Rekabet Hukukunda, Rekabetin Korunması Hakkındaki Kanunun 4. Maddesi disipliner bir yapı olarak karşımıza çıkmaktadır. Zira rekabeti engelleyici iş ve işlemler kanunun amacına ters düştüğü için yasaklanmıştır. Çünkü Rekabet Hukuku, rekabetin korunmasını amaçlayan bir hukuk düzenidir. Bu sebeple RKHK’un 4. Maddesinde rekabeti engelleme, bozma ya da kısıtlama amacını taşıyan veya bu etkiyi doğuran yahut doğurabilecek nitelikte olan teşebbüsler arası anlaşmalar, uyumlu eylemler ve teşebbüs birliklerinin bu tür karar ve eylemleri hukuka aykırı kabul edilmiş ve yasaklanmıştır. Bu RKHK’un kapsamını da ifade etmektedir. Rekabetin olmadığı, işbirliğinin olduğu bir düzen düşünülecek olsa akla ilk gelen sosyalizmdir. Ancak sosyalizmin de sürdürülebilirliğinin olmadığı açık bir şekilde görülmüştür. Bu sebeple rekabet hukuku teşebbüsler arasındaki yarışı ifade etmektedir.

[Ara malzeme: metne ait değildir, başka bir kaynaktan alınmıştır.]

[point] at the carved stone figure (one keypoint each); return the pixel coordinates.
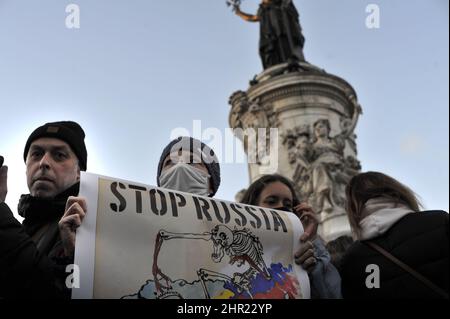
(281, 39)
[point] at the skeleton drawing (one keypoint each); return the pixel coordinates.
(240, 245)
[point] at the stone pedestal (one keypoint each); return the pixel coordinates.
(320, 160)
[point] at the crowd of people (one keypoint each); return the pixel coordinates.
(408, 247)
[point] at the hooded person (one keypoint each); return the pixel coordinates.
(188, 165)
(34, 254)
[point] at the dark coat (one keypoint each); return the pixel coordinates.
(32, 263)
(420, 240)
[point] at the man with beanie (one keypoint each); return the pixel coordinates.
(190, 166)
(34, 254)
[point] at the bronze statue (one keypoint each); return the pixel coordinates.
(281, 39)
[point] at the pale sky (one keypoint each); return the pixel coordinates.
(136, 70)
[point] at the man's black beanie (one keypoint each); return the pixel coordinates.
(194, 146)
(67, 131)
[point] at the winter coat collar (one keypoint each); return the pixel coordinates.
(41, 210)
(380, 214)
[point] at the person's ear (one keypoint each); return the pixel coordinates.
(210, 189)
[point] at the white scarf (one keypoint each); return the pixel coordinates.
(379, 214)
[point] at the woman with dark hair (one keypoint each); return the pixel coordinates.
(400, 251)
(277, 192)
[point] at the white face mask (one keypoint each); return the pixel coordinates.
(185, 178)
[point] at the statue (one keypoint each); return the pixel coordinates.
(281, 39)
(330, 171)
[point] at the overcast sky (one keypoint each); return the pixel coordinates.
(136, 70)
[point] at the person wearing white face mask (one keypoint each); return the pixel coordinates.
(190, 166)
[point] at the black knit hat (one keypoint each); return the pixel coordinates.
(194, 146)
(67, 131)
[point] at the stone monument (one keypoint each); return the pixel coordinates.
(315, 113)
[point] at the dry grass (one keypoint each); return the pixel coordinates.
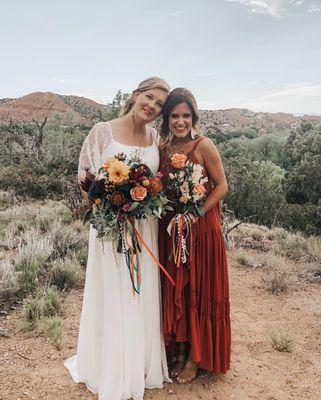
(281, 340)
(294, 246)
(242, 258)
(8, 281)
(277, 281)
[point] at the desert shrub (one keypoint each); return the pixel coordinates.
(82, 256)
(65, 274)
(281, 340)
(8, 281)
(33, 311)
(301, 217)
(51, 302)
(280, 233)
(7, 198)
(243, 259)
(255, 189)
(30, 260)
(277, 281)
(10, 239)
(293, 246)
(53, 327)
(314, 249)
(65, 240)
(45, 303)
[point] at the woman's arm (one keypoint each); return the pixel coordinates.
(208, 155)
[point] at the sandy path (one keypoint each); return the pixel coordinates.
(258, 371)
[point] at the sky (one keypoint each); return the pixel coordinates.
(258, 54)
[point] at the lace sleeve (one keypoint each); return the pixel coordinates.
(90, 158)
(155, 136)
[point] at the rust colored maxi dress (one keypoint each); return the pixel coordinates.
(197, 309)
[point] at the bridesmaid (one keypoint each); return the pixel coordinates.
(196, 322)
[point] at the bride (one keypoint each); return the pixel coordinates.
(120, 345)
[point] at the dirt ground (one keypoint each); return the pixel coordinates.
(31, 367)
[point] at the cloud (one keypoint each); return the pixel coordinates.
(301, 97)
(59, 80)
(314, 8)
(272, 8)
(176, 12)
(203, 74)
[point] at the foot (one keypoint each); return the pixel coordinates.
(188, 373)
(177, 366)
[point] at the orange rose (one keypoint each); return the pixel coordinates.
(117, 199)
(178, 160)
(199, 189)
(155, 186)
(107, 164)
(138, 193)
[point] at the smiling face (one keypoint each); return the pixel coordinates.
(148, 104)
(180, 121)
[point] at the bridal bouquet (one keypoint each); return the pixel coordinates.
(125, 190)
(187, 192)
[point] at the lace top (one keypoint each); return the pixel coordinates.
(100, 145)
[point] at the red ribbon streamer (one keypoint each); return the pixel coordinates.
(152, 255)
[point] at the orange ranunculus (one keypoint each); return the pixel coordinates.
(178, 160)
(138, 193)
(155, 186)
(107, 163)
(199, 189)
(118, 172)
(117, 199)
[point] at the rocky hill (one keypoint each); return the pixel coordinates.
(74, 109)
(36, 106)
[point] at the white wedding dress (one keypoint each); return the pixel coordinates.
(120, 346)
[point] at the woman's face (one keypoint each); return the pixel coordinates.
(180, 121)
(148, 105)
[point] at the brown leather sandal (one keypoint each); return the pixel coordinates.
(177, 365)
(191, 366)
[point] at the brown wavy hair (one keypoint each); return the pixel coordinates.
(179, 96)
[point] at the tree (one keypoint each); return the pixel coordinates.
(302, 159)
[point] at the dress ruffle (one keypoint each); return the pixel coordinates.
(197, 309)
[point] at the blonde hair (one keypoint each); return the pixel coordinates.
(150, 83)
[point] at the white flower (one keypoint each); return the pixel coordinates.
(184, 198)
(184, 188)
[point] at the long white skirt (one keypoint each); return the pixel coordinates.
(120, 346)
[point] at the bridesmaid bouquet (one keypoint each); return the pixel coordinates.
(125, 190)
(187, 192)
(186, 182)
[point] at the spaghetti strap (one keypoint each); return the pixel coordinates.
(197, 141)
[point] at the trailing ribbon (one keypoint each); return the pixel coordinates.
(179, 228)
(151, 253)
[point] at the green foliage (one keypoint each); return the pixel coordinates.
(255, 188)
(65, 275)
(302, 158)
(46, 171)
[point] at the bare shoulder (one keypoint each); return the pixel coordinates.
(100, 126)
(206, 145)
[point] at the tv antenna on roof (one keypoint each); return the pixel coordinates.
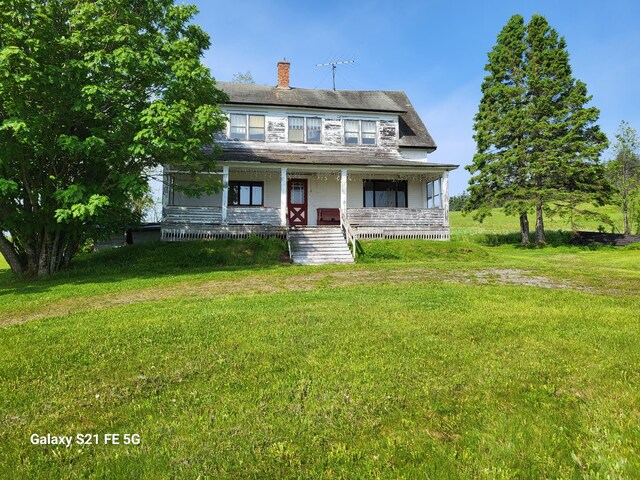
(333, 66)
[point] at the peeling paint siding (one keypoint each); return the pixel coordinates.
(332, 132)
(276, 129)
(388, 133)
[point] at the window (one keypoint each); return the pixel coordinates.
(239, 129)
(434, 194)
(314, 128)
(256, 127)
(296, 129)
(247, 194)
(359, 132)
(385, 193)
(238, 126)
(302, 129)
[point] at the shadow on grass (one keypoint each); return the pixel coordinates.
(156, 259)
(554, 238)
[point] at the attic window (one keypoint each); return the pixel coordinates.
(359, 132)
(239, 130)
(305, 129)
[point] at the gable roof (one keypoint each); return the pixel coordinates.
(413, 132)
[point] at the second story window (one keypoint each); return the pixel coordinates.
(314, 127)
(434, 194)
(296, 129)
(305, 129)
(359, 132)
(239, 130)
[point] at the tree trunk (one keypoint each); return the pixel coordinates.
(625, 217)
(524, 229)
(9, 253)
(540, 241)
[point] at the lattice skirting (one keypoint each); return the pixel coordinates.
(392, 234)
(213, 232)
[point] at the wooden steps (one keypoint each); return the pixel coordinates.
(318, 245)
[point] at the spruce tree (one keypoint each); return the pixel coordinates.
(538, 145)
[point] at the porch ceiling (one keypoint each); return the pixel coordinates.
(364, 157)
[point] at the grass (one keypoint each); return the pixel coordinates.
(462, 359)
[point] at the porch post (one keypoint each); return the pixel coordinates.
(343, 192)
(445, 196)
(225, 193)
(283, 196)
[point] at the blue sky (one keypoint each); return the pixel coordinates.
(433, 50)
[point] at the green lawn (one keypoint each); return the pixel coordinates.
(472, 358)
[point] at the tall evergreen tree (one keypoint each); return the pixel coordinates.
(500, 131)
(538, 143)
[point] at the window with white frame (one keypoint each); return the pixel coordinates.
(434, 194)
(305, 129)
(313, 129)
(385, 193)
(359, 132)
(246, 194)
(246, 127)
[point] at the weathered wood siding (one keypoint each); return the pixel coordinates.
(332, 132)
(276, 129)
(253, 216)
(387, 133)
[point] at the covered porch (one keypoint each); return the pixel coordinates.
(267, 200)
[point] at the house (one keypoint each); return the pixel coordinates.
(354, 162)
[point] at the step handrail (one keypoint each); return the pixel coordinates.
(350, 236)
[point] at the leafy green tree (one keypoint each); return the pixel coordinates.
(457, 202)
(623, 171)
(538, 144)
(92, 95)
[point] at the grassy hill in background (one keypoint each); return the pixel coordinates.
(465, 359)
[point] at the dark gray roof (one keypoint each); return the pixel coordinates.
(377, 157)
(413, 132)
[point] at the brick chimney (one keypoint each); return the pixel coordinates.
(283, 74)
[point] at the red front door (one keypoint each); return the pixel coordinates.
(297, 201)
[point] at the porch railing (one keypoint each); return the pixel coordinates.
(391, 223)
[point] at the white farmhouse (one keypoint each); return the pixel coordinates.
(353, 162)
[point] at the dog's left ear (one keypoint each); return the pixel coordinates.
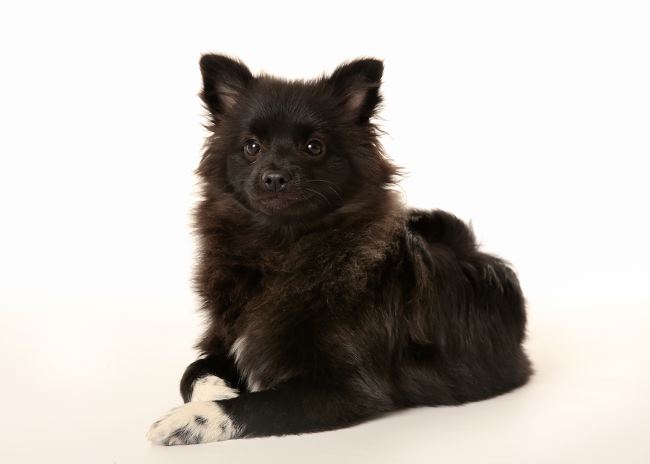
(225, 79)
(357, 83)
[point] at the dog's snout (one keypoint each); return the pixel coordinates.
(275, 181)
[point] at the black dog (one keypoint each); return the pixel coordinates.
(328, 301)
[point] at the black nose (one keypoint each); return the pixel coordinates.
(275, 181)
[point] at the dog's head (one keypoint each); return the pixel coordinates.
(292, 150)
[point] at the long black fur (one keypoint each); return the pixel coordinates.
(348, 303)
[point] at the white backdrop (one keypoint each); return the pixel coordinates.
(531, 119)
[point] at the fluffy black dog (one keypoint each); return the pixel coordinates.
(328, 301)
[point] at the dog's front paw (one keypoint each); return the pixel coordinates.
(195, 422)
(211, 388)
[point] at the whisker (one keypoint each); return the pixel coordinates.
(328, 184)
(319, 194)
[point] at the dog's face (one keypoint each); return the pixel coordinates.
(292, 150)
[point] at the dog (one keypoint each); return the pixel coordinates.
(328, 301)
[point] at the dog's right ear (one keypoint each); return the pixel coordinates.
(224, 80)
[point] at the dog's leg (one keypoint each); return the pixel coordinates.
(211, 378)
(288, 409)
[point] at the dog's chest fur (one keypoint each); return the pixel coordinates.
(291, 311)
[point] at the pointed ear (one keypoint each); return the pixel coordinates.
(224, 80)
(357, 83)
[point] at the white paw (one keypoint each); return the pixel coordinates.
(195, 422)
(211, 388)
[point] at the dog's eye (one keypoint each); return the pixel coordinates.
(252, 147)
(314, 147)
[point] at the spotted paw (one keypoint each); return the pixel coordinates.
(194, 422)
(212, 388)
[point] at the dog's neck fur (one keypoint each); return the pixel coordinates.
(241, 237)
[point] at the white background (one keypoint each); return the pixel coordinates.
(531, 119)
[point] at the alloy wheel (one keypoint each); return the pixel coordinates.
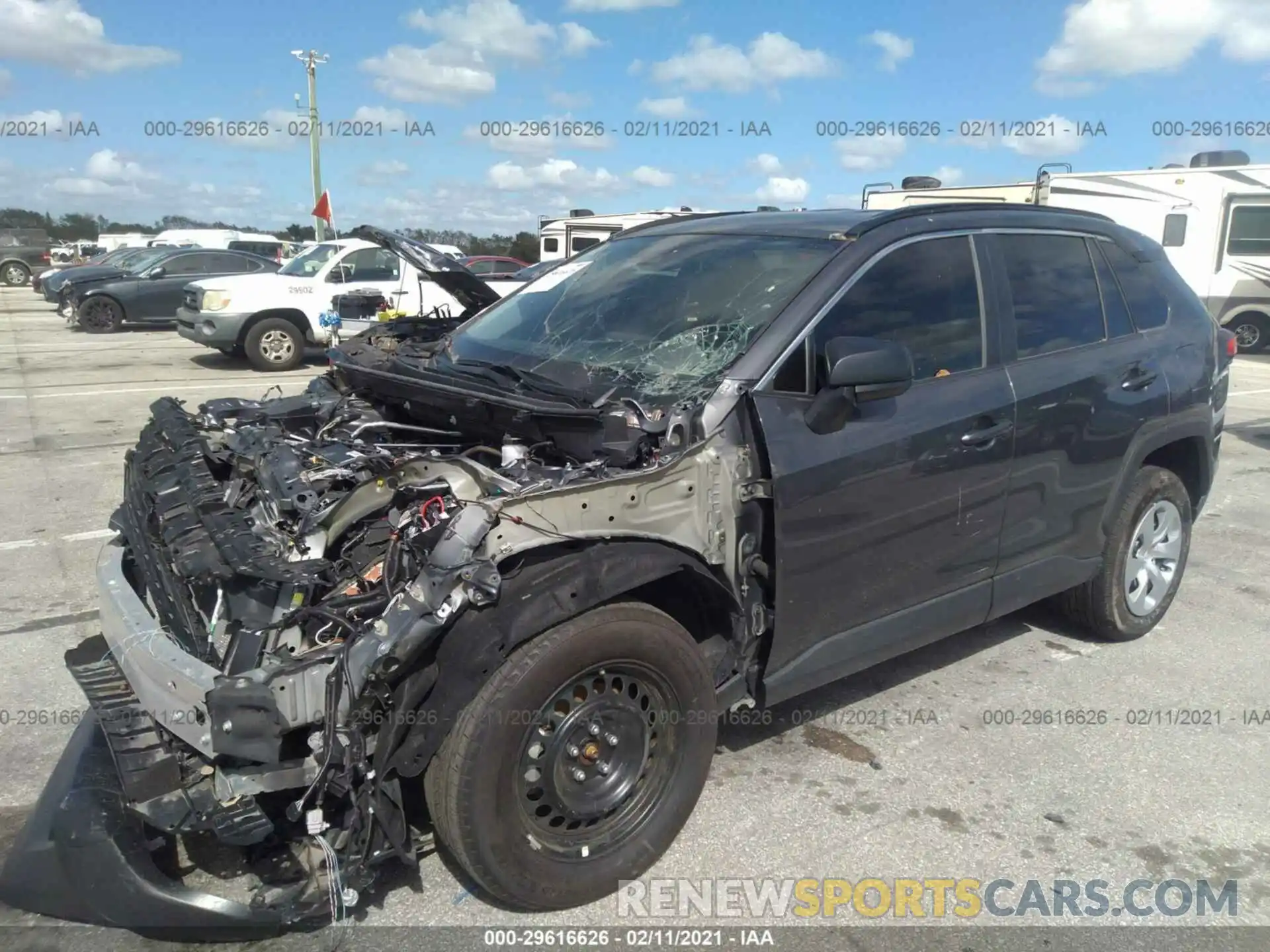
(1151, 564)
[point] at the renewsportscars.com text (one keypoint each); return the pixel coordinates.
(925, 898)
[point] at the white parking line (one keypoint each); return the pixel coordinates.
(73, 537)
(210, 385)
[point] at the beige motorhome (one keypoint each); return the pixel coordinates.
(1212, 219)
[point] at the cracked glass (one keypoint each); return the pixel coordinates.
(658, 317)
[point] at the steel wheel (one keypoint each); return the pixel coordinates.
(277, 347)
(99, 315)
(597, 760)
(1248, 335)
(1151, 564)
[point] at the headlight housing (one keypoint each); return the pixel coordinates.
(215, 300)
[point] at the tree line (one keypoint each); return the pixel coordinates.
(80, 226)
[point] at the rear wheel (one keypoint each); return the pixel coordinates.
(101, 315)
(1142, 564)
(275, 344)
(579, 761)
(15, 274)
(1251, 332)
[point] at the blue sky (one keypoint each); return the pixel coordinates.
(456, 63)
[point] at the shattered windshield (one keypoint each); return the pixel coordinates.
(662, 317)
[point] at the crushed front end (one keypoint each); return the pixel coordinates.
(272, 607)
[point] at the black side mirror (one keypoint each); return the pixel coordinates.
(860, 370)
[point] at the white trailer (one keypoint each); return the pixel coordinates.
(564, 238)
(1212, 219)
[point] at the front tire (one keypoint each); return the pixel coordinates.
(552, 809)
(15, 274)
(1251, 333)
(101, 315)
(1142, 564)
(275, 344)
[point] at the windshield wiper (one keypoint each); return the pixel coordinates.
(503, 372)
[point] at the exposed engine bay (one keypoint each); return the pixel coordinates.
(312, 554)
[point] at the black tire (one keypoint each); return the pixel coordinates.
(275, 344)
(1251, 332)
(1101, 604)
(99, 315)
(480, 791)
(15, 273)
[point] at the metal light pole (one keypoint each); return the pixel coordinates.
(312, 60)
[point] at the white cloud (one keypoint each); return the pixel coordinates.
(1114, 38)
(392, 118)
(60, 33)
(577, 40)
(616, 5)
(439, 74)
(654, 178)
(554, 173)
(110, 165)
(894, 48)
(869, 153)
(1058, 139)
(771, 59)
(783, 190)
(570, 100)
(668, 108)
(767, 164)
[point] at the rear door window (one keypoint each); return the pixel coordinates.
(1056, 294)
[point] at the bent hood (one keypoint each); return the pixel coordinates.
(448, 274)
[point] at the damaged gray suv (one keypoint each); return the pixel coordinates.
(497, 579)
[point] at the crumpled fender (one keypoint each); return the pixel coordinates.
(532, 600)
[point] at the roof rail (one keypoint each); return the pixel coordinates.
(949, 207)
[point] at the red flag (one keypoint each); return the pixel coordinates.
(323, 208)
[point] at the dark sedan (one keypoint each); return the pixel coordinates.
(120, 262)
(536, 270)
(153, 294)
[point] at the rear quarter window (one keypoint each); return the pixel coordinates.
(1142, 285)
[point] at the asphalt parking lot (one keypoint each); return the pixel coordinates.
(893, 774)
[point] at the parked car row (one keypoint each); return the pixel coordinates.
(251, 305)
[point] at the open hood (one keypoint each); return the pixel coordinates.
(452, 277)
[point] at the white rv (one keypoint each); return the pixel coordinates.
(1212, 219)
(564, 238)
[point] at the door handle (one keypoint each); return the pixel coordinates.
(986, 434)
(1138, 379)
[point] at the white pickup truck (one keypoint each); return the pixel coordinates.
(271, 319)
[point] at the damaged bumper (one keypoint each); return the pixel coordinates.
(84, 856)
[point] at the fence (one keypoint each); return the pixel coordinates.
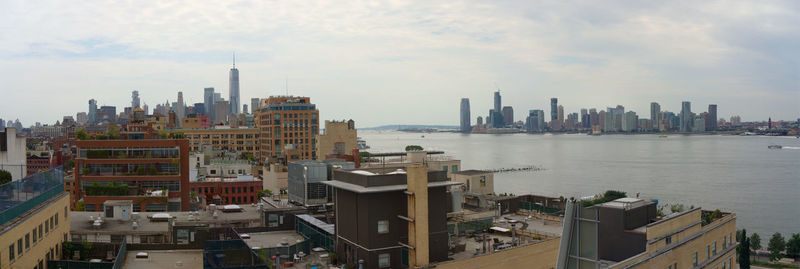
(20, 196)
(536, 207)
(461, 228)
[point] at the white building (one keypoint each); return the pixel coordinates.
(12, 153)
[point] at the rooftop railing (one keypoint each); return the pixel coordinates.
(20, 196)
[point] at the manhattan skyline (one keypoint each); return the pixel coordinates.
(734, 54)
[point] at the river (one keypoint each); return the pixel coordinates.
(731, 173)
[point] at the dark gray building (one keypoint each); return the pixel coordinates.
(371, 206)
(466, 124)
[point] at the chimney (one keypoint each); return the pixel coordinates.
(417, 180)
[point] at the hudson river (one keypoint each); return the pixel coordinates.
(730, 173)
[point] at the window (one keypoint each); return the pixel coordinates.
(383, 227)
(383, 260)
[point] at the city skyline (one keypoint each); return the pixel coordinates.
(587, 56)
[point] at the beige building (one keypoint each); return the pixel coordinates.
(627, 233)
(475, 181)
(35, 236)
(238, 139)
(338, 138)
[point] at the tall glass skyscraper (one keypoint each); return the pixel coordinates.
(466, 124)
(233, 84)
(208, 101)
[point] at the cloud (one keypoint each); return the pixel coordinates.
(352, 57)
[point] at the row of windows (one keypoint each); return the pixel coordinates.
(15, 250)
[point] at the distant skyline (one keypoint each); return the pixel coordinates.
(403, 62)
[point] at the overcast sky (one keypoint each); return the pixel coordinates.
(401, 62)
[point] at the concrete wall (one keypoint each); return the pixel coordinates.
(50, 240)
(13, 158)
(540, 255)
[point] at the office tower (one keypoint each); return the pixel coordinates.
(200, 109)
(208, 102)
(508, 115)
(466, 125)
(711, 119)
(497, 102)
(290, 125)
(180, 110)
(92, 111)
(655, 110)
(233, 89)
(254, 104)
(686, 117)
(221, 112)
(135, 99)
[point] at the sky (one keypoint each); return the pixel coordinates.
(404, 62)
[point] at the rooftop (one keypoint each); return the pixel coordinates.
(164, 259)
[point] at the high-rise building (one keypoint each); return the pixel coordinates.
(180, 109)
(254, 104)
(466, 124)
(221, 110)
(686, 117)
(135, 99)
(288, 123)
(208, 101)
(92, 111)
(711, 119)
(655, 110)
(233, 89)
(508, 115)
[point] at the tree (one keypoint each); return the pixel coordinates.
(776, 246)
(793, 246)
(5, 176)
(744, 250)
(755, 242)
(414, 148)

RKHK’nun 4. Maddesi nazarında rekabeti ihlal etmeye yönelik hareketler tekel oluşturmaya yönelik hareketlerdir. Teşebbüsler arasındaki anlaşma, uyumlu eylemler ve teşebbüs birliklerinin kararlarını “danışıklılık” adı altında da toplayabiliriz(1). Danışıklılıktan bahsedebilmek için birden fazla teşebbüsün bir araya gelerek, danışıklıkta bulunmaları ve böylece rekabeti engellemeyi, bozmayı ya da kısıtlamayı hedeflemeleri gereklidir.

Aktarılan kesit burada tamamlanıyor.